Uno intuye que esas condiciones no son muy diferen-tes a las que imperan en las construcciones de otros museos, otras universidades, otros hoteles levantados o por levantar en esos paisajes emergentes.

Pero da igual…

La solidaridad de estos artistas que pertenecen al colectivo Gulf Labor –y la que se ha manifestado hacia ellos–, es de agradecer. Como sería de agradecer que ese Mundo del Arte –sus máximos gobernantes e incluso los mínimos– se miraran al espejo, reflexionaran sobre sí mismos y, al filo de tan triste noticia, dejaran de colocar la culpa de todos los males en paisajes lejanos o entidades ajenas. Que reconocieran algo tan simple como que el arte no habita en el castillo de la pureza, ni es inocente ante el proceso de expansión que tiene lugar en la economía global. Y que convendría asumirlo como parte implicada en las infamias de ese modelo al que, por otra parte, no deja de reprobar con el mayor denuedo.

Es cada vez más insostenible participar como vanguardia estética de este apogeo de las franquicias y, al mismo tiempo, colgarse de Sartre para vociferar que el infierno son los otros. (Como si los retiros dorados en los Emiratos fueran exclusivos de futbolistas veteranos.)

El hecho de que tres –o cuatro o cinco o cien– de los nuestros no puedan entrar aquí o allí es lamentable, pero no deja de ser una escaramuza al lado de la verdadera batalla que se esconde. Todavía más: de haber entrado –los tres o cuatro o cinco o cien–, el impacto de esa irrupción seguiría siendo mínimo comparado con los intereses gigantescos que se agitan bajo las nuevas cruzadas estéticas. Ese poder ínfimo es, a fin de cuentas, la proporción que le queda al arte dentro de estos asuntos mayores.

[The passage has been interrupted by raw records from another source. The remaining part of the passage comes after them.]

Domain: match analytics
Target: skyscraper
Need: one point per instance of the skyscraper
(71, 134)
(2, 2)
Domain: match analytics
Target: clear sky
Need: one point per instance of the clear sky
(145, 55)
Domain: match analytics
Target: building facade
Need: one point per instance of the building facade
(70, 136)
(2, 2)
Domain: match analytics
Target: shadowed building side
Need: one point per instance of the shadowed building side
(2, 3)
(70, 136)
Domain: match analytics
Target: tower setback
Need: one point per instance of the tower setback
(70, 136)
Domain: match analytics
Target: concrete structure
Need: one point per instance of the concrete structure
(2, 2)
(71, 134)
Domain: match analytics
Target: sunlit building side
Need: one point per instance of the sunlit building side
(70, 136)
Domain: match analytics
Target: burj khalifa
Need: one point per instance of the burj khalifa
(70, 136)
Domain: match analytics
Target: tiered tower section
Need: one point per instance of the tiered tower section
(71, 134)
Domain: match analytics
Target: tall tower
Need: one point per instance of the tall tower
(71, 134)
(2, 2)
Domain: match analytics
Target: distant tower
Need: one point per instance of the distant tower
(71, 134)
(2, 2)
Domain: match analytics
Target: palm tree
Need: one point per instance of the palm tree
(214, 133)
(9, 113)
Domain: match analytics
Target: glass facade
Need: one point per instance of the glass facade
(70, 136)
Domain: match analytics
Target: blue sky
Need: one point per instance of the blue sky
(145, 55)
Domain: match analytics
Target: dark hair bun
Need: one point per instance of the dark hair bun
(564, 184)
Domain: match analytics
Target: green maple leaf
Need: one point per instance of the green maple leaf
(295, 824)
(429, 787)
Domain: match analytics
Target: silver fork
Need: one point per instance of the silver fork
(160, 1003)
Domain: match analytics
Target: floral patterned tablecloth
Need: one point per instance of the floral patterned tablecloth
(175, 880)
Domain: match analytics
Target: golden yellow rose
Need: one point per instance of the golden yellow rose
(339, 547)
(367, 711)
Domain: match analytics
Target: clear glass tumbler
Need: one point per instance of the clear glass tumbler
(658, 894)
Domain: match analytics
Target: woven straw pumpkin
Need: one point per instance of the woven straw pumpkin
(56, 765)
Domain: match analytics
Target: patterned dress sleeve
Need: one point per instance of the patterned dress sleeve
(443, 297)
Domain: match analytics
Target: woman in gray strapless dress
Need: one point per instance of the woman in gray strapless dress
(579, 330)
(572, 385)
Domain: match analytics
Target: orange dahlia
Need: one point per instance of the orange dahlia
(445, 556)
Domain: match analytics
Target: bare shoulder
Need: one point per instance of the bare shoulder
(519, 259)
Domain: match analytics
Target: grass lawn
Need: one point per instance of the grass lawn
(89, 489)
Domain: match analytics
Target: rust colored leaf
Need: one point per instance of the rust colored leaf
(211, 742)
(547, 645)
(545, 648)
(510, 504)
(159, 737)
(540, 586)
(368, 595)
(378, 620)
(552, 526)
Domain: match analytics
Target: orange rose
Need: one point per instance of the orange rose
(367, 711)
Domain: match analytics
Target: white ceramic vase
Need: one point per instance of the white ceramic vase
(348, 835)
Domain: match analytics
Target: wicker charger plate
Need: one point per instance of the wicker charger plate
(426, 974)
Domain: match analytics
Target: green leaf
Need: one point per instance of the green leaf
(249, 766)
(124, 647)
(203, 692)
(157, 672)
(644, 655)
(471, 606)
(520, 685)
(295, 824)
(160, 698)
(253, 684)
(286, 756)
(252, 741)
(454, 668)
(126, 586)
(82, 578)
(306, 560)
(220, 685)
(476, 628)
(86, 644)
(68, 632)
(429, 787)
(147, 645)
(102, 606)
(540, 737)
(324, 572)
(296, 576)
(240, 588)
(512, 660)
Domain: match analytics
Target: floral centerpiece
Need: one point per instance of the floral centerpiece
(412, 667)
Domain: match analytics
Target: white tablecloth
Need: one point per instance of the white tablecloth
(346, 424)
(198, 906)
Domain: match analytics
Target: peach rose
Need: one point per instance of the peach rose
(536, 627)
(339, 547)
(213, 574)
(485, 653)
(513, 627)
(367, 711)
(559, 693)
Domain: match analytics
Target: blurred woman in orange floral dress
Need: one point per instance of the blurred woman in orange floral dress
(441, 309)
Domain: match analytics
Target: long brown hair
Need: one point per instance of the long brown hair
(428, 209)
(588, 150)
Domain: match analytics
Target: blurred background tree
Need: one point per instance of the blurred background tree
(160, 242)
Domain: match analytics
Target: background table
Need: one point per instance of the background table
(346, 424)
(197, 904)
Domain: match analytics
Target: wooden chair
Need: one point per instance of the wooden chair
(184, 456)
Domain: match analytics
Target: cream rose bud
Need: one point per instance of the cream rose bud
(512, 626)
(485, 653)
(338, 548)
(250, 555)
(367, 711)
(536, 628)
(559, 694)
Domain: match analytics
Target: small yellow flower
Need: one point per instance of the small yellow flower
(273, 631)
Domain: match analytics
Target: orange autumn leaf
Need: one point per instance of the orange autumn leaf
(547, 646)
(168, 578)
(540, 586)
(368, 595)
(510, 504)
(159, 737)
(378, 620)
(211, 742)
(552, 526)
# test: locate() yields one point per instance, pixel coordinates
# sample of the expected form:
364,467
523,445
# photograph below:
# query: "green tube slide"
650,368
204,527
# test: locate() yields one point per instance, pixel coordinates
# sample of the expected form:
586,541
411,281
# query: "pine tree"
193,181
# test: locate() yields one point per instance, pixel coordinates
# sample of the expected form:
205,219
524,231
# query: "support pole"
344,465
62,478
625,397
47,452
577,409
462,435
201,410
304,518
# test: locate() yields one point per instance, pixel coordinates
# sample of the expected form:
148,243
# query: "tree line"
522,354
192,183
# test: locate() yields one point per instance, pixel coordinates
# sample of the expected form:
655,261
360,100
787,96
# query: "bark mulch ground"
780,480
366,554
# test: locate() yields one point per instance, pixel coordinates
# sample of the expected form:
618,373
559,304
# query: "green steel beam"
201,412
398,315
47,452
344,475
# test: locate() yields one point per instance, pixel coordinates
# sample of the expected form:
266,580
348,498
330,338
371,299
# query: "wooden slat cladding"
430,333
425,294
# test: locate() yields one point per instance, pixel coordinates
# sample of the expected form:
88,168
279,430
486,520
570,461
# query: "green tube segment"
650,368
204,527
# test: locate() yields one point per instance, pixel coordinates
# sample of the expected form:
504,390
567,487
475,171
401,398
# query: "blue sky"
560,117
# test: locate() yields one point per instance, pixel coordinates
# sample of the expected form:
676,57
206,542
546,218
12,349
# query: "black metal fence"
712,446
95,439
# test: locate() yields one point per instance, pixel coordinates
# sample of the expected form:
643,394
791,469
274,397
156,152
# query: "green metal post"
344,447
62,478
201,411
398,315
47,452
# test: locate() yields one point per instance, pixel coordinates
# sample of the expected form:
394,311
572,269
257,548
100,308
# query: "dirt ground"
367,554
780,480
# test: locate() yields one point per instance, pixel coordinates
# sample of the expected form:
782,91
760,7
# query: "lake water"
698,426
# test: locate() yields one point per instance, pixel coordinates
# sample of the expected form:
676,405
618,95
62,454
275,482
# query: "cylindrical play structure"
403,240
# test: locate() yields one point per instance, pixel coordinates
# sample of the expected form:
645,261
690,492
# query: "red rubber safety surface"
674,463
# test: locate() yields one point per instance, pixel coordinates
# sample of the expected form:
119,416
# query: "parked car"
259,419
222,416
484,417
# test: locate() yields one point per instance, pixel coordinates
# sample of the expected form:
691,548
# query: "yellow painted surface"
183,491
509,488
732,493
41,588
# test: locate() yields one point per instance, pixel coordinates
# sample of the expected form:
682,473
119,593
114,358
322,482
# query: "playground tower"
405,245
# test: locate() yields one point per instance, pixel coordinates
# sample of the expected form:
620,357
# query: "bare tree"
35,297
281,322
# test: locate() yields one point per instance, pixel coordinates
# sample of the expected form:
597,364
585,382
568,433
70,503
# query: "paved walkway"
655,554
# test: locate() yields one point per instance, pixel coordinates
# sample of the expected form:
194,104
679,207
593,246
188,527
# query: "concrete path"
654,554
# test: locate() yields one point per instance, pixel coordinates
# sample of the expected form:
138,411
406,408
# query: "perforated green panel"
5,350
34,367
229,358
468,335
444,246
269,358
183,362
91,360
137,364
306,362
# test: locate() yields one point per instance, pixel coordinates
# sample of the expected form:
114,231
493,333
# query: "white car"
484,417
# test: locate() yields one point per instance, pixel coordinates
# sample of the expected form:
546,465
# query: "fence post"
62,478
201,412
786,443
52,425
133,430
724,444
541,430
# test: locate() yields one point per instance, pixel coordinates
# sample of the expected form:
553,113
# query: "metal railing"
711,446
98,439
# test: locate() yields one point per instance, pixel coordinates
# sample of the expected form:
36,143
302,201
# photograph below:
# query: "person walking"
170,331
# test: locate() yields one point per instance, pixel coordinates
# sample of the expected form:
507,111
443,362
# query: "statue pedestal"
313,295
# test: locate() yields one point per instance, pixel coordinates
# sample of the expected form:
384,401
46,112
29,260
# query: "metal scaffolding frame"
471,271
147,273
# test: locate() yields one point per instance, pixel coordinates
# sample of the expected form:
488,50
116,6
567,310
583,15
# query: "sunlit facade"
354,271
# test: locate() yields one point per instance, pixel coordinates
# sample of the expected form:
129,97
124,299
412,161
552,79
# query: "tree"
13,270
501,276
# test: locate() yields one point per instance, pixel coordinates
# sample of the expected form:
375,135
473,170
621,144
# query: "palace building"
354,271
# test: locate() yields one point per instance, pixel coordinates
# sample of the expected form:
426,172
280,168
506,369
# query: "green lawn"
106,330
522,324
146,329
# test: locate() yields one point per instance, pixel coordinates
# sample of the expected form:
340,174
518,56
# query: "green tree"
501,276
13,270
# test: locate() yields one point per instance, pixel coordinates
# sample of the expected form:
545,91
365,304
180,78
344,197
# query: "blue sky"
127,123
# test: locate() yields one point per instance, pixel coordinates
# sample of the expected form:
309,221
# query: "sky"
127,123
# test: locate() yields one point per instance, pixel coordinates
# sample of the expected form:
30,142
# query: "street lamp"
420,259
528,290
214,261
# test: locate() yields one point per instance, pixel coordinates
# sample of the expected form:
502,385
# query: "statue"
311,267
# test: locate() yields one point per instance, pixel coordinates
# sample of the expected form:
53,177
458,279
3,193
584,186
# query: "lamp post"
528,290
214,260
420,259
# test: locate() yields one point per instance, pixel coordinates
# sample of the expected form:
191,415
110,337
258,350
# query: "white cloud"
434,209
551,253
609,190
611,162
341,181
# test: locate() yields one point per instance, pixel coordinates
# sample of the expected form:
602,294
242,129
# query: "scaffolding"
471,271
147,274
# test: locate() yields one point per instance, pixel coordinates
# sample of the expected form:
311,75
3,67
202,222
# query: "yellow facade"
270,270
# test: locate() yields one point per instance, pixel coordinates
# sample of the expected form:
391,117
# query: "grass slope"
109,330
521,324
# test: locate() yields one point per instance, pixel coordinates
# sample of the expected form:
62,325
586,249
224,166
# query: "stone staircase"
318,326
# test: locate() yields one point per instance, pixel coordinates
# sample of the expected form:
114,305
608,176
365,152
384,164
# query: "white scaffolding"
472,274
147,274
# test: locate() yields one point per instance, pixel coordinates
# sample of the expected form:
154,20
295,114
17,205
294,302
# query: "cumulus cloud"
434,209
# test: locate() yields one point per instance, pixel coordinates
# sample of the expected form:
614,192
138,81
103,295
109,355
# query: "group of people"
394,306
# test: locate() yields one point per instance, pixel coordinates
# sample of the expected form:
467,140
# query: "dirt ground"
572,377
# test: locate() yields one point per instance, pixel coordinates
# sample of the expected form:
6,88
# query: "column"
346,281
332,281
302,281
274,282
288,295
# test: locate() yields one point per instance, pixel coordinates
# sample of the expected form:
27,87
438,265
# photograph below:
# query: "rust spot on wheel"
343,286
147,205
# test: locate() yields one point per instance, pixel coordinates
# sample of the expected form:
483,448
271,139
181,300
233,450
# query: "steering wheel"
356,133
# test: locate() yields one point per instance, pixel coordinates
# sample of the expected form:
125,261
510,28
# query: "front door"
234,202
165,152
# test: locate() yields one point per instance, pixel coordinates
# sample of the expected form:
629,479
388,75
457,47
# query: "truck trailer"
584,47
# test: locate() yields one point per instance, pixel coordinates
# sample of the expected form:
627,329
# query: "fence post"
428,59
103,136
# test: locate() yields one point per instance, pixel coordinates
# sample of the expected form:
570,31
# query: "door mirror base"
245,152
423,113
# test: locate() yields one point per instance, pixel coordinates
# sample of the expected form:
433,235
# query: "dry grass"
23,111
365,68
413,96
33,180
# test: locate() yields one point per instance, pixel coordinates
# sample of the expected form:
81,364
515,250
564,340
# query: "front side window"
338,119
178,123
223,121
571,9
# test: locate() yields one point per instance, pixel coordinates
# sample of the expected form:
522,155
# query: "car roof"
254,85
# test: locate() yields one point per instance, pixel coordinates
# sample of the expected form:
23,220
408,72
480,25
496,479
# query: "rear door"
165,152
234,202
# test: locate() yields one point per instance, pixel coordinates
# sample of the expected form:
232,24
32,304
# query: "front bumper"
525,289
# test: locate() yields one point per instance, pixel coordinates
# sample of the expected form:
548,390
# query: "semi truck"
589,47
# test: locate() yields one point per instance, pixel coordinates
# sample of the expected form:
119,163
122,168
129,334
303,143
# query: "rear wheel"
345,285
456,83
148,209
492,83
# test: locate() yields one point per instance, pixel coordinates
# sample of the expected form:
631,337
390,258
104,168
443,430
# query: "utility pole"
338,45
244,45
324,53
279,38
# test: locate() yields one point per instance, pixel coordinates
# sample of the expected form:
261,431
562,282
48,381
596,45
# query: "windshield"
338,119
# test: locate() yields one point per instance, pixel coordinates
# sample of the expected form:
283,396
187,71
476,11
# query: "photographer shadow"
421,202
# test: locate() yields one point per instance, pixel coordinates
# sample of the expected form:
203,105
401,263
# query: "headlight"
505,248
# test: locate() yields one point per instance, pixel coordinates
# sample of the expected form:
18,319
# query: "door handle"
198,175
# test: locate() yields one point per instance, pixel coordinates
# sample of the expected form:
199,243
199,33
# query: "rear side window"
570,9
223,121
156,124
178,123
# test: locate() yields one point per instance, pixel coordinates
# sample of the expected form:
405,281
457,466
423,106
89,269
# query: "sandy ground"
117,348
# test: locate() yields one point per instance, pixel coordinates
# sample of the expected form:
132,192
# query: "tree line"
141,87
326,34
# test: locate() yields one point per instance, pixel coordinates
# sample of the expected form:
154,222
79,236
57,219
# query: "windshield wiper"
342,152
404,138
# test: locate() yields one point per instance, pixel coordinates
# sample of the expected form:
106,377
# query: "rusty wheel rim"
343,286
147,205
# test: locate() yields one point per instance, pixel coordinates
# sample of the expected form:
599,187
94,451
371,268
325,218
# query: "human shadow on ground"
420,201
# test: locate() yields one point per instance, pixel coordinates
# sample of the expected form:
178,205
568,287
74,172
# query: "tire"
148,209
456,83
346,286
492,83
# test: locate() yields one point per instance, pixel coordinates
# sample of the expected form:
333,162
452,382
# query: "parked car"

Si la gentrificación de ciudades como Nueva York, Berlín o Barcelona llegó a perpetrarse con cierto disimulo, la que hoy tiene lugar en los territorios emergentes se da a partir de la cruda verdad del dinero del crudo.

Sin ilusión de independencia ni escenografía radical que lo mitigue, a partir de ahora hasta el más acrobático de los comisaros artísticos tendrá muy complicado sostener el equilibrio a base de poner el pie izquierdo en la revuelta social y el pie derecho en las petrocolecciones.

Por este camino, el Mundo del Arte acabará constituyendo, él mismo, un pequeño Emirato en el que se permiten cosas que a otros ambientes les están vedadas, con leyes distintas a las de otros espacios que, incluso, dice representar.

Basta con viajar a cualquier bienal o feria para corroborar que, así como hay una “starquitectura”, hay también un “starte”, si se me permite el término. Y esto viene a demostrarnos que no somos el “pero” del sistema sino una pieza más de su mecanismo. Un display consentido de su cadena de montaje.

Viajamos en la limusina incontaminada de Don DeLillo, en el absurdo crucero de Foster Wallace, con un Hermitage o un Guggenheim esperándonos en el próximo puerto. Somos, en fin, otra franquicia llamada Arte Contemporáneo, desde la cual validamos las prácticas del capitalismo más salvaje mientras sublimamos las teorías del socialismo más cándido.

Cuando se ha trasegado con Blanchot, Jean-François Revel y Toni Negri, o realizado graves proyectos alrededor del capítulo 24 de El Capital –sí, el de la acumulación originaria–, cabría suponer que todo esto es pan comido y que lo escrito aquí no pasaría de ser una obviedad.

Pasa, sin embargo, que no es usual la asimilación de esta verdad. Por ingenuidad o por cinismo, no se sabe qué es peor.

Pasa también que hay una cierta experiencia en la crítica a los demás, y que esto todavía ofrece algún consuelo ideológico.